A contested case hearing (CCH) was originally held on September 15, 1999, under the provisions of the Texas Workers’ Compensation Act, TEX. LAB. CODE ANN. § 401.001 et seq. (1989 Act). The hearing officer determined that appellant (carrier) is entitled to reduce the respondent’s (claimant) impairment income benefits (IIBS) by 70% because of impairment that resulted from an earlier compensable injury. In Texas Workers’ Compensation Commission Appeal No. 992239, decided November 15, 1999, the Appeals Panel reversed the decision of the hearing officer and remanded for the hearing officer to apply the provisions of Section 408.084(b) concerning the cumulative impact of the compensable injuries on the overall impairment in determining a reduction of IIBS and any possible supplemental income benefits. The hearing officer held another CCH on December 28, 1999; did not receive additional evidence; permitted the parties to present argument; and rendered another decision on January 4, 2000, in which she determined that the carrier is entitled to reduce IIBS by 30% based upon contribution from an earlier compensable injury. The carrier appealed; stated that some findings of fact merely repeat the information in medical reports, the hearing officer made no findings of fact regarding how the two injuries overlapped and worked together, and concentrated on the fact that the claimant did not return to work after the second injury; urged that the hearing officer merely relied on the mathematical equation in the report of Dr. M; and requested that the Appeals Panel reverse the decision of the hearing officer and render a decision that it is entitled to reduce the claimant’s IIBS by 70% because of the prior compensable injury. A response from the claimant has not been received.
DECISION
We affirm.
The Decision and Order rendered after each CCH and Appeal No. 992239, supra, contain summaries of the evidence. Briefly, the claimant, who was 66 years old at the time of the first CCH, fell and sustained compensable injuries in __________ and __________. The claimant testified that prior to the __________ injury, he had a compensable injury in __________, had recovered from headaches and blurred vision that resulted from that compensable injury, had surgery on his right shoulder as the result of a compensable injury, and had knee replacement surgery that was not related to a compensable injury. The claimant testified that he had some problems because of the __________ injury, that he did not miss work because of it, and that surgery was not suggested before he had the __________ injury. The claimant did not receive an impairment rating (IR) for the __________ injury before he sustained the __________ injury. After the __________ injury, the claimant was unconscious for a short time and remained in a hospital until the next day, had a two-level cervical fusion and surgery on his left shoulder, and has not returned to work. There is some indication that the claimant is capable of performing some work and has not returned to work because of potential liability that could result from employing him.

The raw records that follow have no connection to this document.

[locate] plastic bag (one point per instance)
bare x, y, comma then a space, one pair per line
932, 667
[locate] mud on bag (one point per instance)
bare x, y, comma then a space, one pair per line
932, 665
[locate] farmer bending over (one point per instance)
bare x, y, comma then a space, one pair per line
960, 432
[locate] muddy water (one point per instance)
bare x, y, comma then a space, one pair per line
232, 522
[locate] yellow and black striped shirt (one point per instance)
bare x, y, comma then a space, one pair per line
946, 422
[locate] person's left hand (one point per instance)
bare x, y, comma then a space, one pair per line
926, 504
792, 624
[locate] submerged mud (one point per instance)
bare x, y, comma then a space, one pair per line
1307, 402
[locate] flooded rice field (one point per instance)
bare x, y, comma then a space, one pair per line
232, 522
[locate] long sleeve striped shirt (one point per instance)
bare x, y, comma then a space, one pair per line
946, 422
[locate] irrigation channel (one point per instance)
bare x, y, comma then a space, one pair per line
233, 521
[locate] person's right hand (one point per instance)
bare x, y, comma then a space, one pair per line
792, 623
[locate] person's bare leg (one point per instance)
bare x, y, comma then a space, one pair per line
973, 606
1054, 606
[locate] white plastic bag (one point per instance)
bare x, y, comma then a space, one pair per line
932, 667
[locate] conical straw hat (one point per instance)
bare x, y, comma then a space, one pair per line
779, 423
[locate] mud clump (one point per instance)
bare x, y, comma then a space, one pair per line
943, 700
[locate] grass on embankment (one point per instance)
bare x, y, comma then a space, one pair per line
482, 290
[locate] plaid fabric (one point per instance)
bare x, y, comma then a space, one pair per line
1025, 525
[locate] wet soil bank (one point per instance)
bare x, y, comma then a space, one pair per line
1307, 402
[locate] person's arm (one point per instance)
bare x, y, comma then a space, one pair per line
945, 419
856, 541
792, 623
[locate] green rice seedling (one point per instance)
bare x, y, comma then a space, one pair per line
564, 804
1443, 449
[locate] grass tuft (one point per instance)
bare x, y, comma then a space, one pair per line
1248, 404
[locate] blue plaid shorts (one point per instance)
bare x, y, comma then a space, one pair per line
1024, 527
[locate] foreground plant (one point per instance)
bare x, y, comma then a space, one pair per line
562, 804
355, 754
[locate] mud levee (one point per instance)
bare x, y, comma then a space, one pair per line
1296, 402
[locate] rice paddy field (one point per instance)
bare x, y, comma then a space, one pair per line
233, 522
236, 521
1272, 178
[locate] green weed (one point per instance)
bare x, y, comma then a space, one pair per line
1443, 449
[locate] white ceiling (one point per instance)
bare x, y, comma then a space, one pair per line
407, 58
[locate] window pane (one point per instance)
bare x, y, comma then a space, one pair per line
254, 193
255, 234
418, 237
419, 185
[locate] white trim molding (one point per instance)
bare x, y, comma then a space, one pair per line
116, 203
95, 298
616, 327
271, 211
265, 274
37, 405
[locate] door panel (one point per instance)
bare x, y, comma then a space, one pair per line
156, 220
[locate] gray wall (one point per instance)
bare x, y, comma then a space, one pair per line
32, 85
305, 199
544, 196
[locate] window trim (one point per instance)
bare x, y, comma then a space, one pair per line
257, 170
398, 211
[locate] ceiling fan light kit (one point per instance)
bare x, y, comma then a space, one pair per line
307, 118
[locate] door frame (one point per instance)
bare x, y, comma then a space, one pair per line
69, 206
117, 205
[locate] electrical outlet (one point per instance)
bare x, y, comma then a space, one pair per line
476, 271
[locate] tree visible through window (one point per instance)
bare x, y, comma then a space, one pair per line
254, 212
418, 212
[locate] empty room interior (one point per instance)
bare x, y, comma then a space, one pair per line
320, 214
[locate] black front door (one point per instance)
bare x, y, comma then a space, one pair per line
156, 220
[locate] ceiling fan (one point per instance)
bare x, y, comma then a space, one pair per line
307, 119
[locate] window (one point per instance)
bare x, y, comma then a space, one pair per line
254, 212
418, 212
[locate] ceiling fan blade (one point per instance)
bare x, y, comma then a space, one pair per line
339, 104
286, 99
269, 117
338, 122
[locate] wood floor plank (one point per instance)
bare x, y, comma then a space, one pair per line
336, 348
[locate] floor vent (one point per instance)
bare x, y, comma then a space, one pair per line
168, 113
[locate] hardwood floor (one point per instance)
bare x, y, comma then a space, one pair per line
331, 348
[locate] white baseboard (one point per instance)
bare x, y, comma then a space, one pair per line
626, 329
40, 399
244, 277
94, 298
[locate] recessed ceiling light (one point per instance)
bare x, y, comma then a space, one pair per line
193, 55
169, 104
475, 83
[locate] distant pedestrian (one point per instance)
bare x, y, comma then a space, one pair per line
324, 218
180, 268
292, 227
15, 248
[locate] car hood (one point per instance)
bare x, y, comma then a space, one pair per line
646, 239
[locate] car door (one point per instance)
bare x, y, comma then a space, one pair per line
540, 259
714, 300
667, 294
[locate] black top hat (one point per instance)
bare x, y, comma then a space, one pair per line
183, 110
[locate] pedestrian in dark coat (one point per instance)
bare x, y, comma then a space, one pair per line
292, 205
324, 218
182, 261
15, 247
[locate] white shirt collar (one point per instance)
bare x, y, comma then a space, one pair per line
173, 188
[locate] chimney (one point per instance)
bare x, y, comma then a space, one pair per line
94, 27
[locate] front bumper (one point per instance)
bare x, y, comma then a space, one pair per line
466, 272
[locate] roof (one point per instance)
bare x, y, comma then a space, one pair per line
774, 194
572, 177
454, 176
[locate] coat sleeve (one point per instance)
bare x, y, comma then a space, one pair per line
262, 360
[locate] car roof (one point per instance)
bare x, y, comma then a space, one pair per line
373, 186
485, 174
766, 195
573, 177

Dr. RM, the designated doctor for the __________ injury, examined the claimant on November 23, 1996, and on December 11, 1996, certified that he reached maximum medical improvement (MMI) on November 16, 1995, with a 23% IR, consisting of 5% for cerebral function, 13% for loss of cervical range of motion (ROM), 4% for loss of shoulder ROM, and 4% for loss of knee ROM. In a Report of Medical Evaluation (TWCC-69) dated June 26, 1998, Dr. K, the designated doctor for the __________ injury, certified that the claimant reached MMI on January 14, 1998, with a 33% IR, consisting of 10% for a specific disorder of the cervical spine because of a two-level fusion, 8% for loss of cervical ROM, 5% for loss of shoulder ROM, and 15% for head trauma and cerebral function and disturbance. Dr. MM, the claimant’s family physician, opined that 70% of the claimant’s 33% IR resulted from the __________ injury and that 30% resulted from the __________ injury. Dr. U reviewed the letter of Dr. MM that contains his opinion and the reports of Dr. K and Dr. RM and stated that he agreed with the conclusion of Dr. MM.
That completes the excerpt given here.